I want to find the master transcription factors (the transcription factors that govern the highest number of genes) per cell type in my animal. I will have single cell ATAC-seq and single cell RNAseq data. I was thinking of using the RNAseq data to group cells into metacells, then finding the most highly accessible peaks in those metacells using Chromvar. Would I be using as input the consensus peak set per metacell and then use the consensus peak set from all cells from all metacells as background? I am still a little confused about how Chromvar works after reading the Nature Methods paper and the online vignette.

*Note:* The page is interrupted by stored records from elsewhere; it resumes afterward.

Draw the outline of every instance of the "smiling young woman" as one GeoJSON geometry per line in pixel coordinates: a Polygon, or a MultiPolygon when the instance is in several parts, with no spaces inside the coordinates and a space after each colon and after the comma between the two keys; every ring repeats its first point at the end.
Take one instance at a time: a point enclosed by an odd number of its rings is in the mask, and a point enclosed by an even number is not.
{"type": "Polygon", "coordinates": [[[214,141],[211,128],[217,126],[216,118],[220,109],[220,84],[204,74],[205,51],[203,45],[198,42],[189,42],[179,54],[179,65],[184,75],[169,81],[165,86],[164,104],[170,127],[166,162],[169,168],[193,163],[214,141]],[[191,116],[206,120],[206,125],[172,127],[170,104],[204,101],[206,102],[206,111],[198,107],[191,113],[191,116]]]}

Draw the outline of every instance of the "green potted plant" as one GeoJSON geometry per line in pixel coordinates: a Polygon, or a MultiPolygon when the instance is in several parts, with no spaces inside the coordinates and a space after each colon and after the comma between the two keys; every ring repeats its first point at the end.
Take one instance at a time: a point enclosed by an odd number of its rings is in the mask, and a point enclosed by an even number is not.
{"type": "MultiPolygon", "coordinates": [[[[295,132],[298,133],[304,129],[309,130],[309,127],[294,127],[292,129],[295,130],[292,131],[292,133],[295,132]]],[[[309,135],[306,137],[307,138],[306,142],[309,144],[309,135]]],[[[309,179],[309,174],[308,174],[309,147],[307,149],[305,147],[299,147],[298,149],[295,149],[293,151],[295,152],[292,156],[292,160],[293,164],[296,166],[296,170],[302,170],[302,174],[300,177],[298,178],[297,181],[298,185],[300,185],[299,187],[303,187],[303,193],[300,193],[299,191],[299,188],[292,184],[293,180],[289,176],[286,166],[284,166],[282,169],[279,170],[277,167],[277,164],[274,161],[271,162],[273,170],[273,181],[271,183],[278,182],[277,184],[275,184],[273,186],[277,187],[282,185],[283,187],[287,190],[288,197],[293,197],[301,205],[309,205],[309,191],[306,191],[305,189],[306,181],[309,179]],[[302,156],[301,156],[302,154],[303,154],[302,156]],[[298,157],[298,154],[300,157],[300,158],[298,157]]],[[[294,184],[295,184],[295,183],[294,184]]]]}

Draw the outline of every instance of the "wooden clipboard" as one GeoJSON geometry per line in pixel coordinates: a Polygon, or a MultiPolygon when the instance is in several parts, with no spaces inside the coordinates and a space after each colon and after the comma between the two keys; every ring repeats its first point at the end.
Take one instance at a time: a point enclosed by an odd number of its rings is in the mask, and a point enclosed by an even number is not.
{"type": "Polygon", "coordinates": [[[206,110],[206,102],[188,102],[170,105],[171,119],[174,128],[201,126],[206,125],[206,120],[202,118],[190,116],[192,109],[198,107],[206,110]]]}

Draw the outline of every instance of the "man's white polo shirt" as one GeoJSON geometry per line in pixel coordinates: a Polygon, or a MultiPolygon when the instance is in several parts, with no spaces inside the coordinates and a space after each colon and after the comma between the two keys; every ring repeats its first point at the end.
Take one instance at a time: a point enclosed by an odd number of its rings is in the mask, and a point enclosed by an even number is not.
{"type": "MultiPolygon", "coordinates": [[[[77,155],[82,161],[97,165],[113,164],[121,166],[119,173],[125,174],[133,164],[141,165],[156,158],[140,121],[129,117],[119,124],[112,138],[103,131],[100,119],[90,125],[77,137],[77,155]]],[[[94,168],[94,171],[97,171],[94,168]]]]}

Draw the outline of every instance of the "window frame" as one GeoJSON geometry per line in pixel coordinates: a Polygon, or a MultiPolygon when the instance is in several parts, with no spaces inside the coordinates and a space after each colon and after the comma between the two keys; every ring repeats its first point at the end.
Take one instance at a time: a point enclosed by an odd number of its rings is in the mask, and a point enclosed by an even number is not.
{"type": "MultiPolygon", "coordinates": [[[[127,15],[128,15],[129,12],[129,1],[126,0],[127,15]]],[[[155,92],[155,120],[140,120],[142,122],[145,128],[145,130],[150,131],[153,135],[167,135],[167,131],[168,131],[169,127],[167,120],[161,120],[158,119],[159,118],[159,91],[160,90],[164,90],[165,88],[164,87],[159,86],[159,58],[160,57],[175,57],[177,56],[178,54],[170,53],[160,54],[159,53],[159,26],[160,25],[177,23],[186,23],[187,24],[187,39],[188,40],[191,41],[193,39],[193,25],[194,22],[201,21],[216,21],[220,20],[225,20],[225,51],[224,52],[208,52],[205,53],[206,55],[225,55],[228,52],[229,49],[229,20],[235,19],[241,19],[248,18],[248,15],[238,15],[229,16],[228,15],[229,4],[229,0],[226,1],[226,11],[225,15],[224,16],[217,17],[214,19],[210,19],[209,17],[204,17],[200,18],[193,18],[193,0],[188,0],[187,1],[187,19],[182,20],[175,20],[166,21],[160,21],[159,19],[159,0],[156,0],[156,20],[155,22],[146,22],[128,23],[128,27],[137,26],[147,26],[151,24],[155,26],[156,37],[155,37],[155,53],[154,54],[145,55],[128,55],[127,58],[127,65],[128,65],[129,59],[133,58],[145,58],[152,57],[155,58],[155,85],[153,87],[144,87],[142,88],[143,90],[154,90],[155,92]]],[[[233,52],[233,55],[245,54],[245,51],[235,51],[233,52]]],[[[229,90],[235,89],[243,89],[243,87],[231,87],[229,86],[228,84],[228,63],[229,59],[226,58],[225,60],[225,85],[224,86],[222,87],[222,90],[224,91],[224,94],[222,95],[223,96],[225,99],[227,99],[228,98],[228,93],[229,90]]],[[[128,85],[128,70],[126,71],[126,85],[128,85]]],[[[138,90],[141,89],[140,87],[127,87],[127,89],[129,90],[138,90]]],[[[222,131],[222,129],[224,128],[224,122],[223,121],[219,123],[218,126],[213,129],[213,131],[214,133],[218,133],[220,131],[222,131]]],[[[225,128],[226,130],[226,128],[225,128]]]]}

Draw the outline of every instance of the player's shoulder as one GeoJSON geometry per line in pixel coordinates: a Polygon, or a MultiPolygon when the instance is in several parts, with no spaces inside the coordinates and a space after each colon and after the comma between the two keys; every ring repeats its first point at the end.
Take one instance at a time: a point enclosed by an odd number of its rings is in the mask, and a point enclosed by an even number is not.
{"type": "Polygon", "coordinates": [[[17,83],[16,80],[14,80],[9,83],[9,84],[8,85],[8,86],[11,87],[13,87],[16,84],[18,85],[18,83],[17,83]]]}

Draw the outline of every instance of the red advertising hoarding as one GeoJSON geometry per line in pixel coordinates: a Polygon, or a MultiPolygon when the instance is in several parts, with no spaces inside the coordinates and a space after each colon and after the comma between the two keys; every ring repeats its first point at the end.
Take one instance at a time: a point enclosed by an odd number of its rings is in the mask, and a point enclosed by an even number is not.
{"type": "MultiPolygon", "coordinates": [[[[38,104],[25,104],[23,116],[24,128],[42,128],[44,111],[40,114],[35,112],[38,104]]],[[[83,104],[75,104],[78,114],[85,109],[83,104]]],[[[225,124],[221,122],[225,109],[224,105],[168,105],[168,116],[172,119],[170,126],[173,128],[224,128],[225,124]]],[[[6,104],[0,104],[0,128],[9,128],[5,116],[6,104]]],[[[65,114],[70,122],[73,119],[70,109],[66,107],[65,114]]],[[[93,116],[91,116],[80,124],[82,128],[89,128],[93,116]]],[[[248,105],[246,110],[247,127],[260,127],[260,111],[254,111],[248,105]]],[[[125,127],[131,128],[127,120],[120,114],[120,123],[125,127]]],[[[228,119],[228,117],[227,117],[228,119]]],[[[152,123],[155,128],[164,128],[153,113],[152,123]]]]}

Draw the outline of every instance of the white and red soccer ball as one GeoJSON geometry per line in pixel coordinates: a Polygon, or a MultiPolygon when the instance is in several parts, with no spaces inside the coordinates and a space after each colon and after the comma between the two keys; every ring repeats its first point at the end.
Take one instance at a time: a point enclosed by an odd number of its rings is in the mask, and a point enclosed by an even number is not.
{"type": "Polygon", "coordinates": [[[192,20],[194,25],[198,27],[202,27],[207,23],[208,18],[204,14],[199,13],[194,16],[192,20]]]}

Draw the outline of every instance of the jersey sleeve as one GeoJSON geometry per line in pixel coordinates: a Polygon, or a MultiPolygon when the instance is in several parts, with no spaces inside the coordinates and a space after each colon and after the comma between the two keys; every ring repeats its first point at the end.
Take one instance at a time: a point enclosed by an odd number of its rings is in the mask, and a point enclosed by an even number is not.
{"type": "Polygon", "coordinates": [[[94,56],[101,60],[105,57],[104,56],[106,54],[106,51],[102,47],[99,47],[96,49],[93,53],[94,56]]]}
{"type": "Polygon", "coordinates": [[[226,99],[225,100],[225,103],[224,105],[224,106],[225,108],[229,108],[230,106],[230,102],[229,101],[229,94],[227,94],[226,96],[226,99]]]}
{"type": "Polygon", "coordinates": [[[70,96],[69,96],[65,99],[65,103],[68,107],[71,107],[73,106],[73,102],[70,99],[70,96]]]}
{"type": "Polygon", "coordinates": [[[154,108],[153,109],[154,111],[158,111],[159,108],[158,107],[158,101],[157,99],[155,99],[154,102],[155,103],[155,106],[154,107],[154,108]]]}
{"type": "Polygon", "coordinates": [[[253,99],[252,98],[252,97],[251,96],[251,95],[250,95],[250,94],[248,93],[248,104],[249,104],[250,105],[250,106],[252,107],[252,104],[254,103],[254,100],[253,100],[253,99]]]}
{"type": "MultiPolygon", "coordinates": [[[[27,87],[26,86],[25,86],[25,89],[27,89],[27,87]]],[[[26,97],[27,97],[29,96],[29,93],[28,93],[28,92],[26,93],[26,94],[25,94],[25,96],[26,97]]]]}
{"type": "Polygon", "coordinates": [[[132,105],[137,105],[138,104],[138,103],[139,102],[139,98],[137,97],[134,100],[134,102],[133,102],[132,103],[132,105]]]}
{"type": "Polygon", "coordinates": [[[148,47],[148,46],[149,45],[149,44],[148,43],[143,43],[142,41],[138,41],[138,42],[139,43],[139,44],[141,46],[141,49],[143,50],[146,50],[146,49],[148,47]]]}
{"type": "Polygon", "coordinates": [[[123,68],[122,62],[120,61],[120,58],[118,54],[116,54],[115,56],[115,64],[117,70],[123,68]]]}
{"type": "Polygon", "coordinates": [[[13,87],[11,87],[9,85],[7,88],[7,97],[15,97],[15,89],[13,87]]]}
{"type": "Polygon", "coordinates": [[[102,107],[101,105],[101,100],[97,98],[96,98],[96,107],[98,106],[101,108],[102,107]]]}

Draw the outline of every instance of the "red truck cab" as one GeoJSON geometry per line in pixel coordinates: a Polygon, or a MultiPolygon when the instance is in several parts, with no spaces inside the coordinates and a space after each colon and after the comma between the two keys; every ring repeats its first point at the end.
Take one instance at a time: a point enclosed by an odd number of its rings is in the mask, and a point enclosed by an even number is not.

Do you have single cell mRNA expression and genome accessibility in the same cells?? If not, you'll need to think carefully about how you are clustering your cells and mapping clusters in one space to those in the other (i.e. how do you say that one RNA-seq cluster of cells is biologically equivalent to some other cluster of cells in ATAC-seq space?).
You may want to have a look at the SnapATAC package, which seems to out preform ChromVar in clustering single cells in ATAC-seq space (see this manuscript). Basically what I would suggest you do is first cluster your cells in ATAC-seq space, then call peaks and perform differential accessibility analysis among the clusters and finally perform your motif analysis on those differentially accessible features.
To connect these data to mRNA expression (single cell or otherwise) I would annotate your ATAC-seq peaks according to some sensible cis-regulatory element, mRNA expression joint network or HiC data in the relevant cell type.